Robert Silverbergs „Der Gesang der Neuronen“ handelt von Außenseitern und ihrer schmerzhaften Emanzipation

Lesezeit: 3 min.

Ein Mann, der von einem fremden Planeten als Monstrosität zurückgekehrt ist – und eine Jungfrau, die die Mutter von hundert Babys wurde. Beide könnten unterschiedlicher nicht sein und werden genau deshalb von Duncan Chalk, dem Betreiber eines Unterhaltungsimperiums, zusammengebracht, um ihre Geschichte medial auszuwerten. Doch der ohnehin alles andere als menschenfreundliche Chalk verfolgt noch einen weiteren und bedeutend dunkleren Plan. Mit dem Hugo-nominiertem Klassiker „Der Gesang der Neuronen“ („Thorns“; im Shop) aus dem Jahr 1967 hat Robert Silverberg ein Buch über Außenseiter geschrieben, die buchstäblich unter Schmerzen zu sich selber finden.

Robert Silverberg: Der Gesang der Neuronen„Dort draußen sind Wesen, die uns einfangen und von Grund auf verändern.“ Der vierzigjährige Minner Burris weiß, wovon er spricht. Seit seinem Erkundungsflug zum Planeten Manipool, den er als einziger der Crew überlebt hat, ist sein Anblick für Menschen nur schwer zu ertragen. Zahlreiche physische Veränderungen künden von den Fähigkeiten fremdartiger Chirurgen, die ihn aus unbekannten Gründen „verbessert“ und damit zu einer Monstrosität gemacht haben. Einerseits entdeckt er immer wieder faszinierende neue Eigenschaften an sich; so kann er nun erheblich besser sehen und womöglich fünfhundert Jahre alt werden. Anderseits leidet er aber beständig unter gravierenden Schmerzen und dem niederschmetternden Eindruck totaler Isolation. Nichts wäre Minner Burris lieber, als wieder ein normaler Mensch zu sein.

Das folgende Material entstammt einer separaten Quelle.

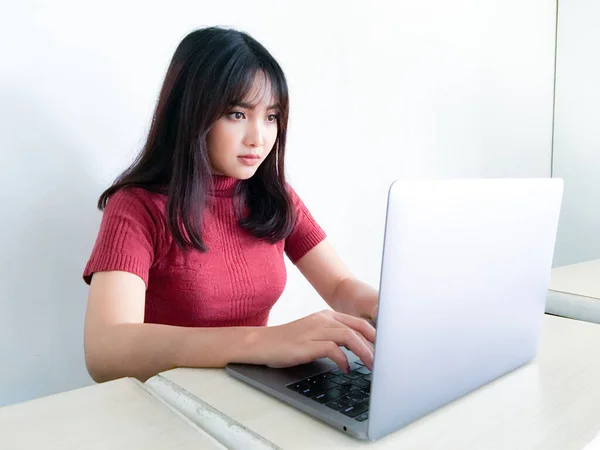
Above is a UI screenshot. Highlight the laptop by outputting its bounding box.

Genau dies stellt ihm der schwerreiche Duncan Chalk in Aussicht, dessen Vergnügungskonzern das halbe Sonnensystem umspannt. Als Gegenleistung verlangt und erhält er die exklusiven Verwertungsrechte an Burris‘ Geschichte. Dann bringt er ihn – zufällig, wie es scheint – mit der siebzehnjährigen Lona Kelvin zusammen, die auf den ersten Blick unauffällig erscheint, jedoch durch eine massive Eizellenspende zur Mutter von einhundert Babys wurde und seither von sich selbst entfremdet ist. Chalk verspricht ihr, dass sie zwei ihrer Kinder zu sich nehmen darf, wenn sie sich um Burris kümmert. Sein Kalkül geht auf – die auf den ersten Blick so gegensätzlichen, doch innerlich so verwandten Seelen verlieben sich ineinander. Aber während einer medial neugierig begleiteten Reise, die die beiden über den Erdtrabanten bis hin zum kolonisierten Saturnmond Titan führt, kommt es zu Konflikten, die ein immer größeres Ausmaß annehmen. Duncan Chalk ist nämlich auch eine Art Telepath, der fremde Gefühle zu lesen versteht – und den nichts mehr ergötzt als das Leiden anderer.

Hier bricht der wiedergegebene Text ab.